GND-ID: GND/118701053

Biografie: Benjamin Hasselhorn (Autor)
Aus: Württembergische Biographien 3 (2017), 86-88

Johannes Haller war in der Zeit der Weimarer Republik der vermutlich bekannteste deutsche Historiker. Allerdings war der Deutschbalte und Wahl-Römer zeit seines Lebens eher ein Außenseiter innerhalb der Geschichtswissenschaften in Deutschland.
Hallers Promotion fand zwar in Deutschland – an der Universität Heidelberg – statt, seine eigentliche akademische Ausbildung erhielt er aber im estnischen Dorpat. Die baltische Heimat verließ er überhaupt nur wegen der drohenden Russifizierung des Staats- und vor allem des Bildungssektors. Und auch die ersten zehn Berufsjahre verbrachte Haller im Ausland: in Basel, wo er sich habilitierte, und am Königlich Preußischen Historischen Institut in Rom. Hier fand er nicht nur den Heimatersatz, der Deutschland für ihn nie war, sondern hier stieß er auch auf sein wissenschaftliches Lebensthema – die mittelalterliche Kirchengeschichte, vor allem das Konzil von Basel als Element der spätmittelalterlichen Vorgeschichte der Reformation.
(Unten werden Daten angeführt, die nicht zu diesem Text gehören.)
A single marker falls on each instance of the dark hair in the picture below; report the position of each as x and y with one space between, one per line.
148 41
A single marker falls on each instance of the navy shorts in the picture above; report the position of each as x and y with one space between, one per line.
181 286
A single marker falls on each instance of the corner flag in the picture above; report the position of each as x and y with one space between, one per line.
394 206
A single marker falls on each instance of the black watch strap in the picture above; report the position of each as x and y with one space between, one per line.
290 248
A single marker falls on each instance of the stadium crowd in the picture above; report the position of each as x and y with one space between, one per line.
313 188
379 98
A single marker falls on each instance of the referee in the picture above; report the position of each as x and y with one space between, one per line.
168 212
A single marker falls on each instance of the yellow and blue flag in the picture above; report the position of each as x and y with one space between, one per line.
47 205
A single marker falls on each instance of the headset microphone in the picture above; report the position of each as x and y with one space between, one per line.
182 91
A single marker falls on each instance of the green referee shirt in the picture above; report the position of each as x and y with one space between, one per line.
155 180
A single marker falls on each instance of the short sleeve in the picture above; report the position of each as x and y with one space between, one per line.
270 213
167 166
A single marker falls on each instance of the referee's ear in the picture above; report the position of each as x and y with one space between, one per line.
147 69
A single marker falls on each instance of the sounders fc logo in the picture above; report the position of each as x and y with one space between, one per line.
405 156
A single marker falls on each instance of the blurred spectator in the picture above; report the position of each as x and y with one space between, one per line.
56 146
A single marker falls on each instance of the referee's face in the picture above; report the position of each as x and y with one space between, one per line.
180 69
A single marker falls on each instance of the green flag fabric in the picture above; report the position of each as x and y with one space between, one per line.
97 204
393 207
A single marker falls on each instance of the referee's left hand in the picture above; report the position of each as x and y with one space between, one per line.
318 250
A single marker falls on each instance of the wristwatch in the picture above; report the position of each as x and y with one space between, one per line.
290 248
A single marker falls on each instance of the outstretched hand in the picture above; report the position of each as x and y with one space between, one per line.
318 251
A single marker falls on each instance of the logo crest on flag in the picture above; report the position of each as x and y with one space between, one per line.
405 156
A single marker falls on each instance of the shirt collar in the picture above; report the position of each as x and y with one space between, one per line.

Schon damit deutet sich an, dass Hallers Leben und Werk kaum auf einen einfachen Nenner zu bringen sind: Später wird der protestantische Pfarrerssohn mit einer Papsttumsgeschichte berühmt werden, und der Bismarckverehrer schreibt eine apologetische Biographie Philipp zu Eulenburg-Hertefelds.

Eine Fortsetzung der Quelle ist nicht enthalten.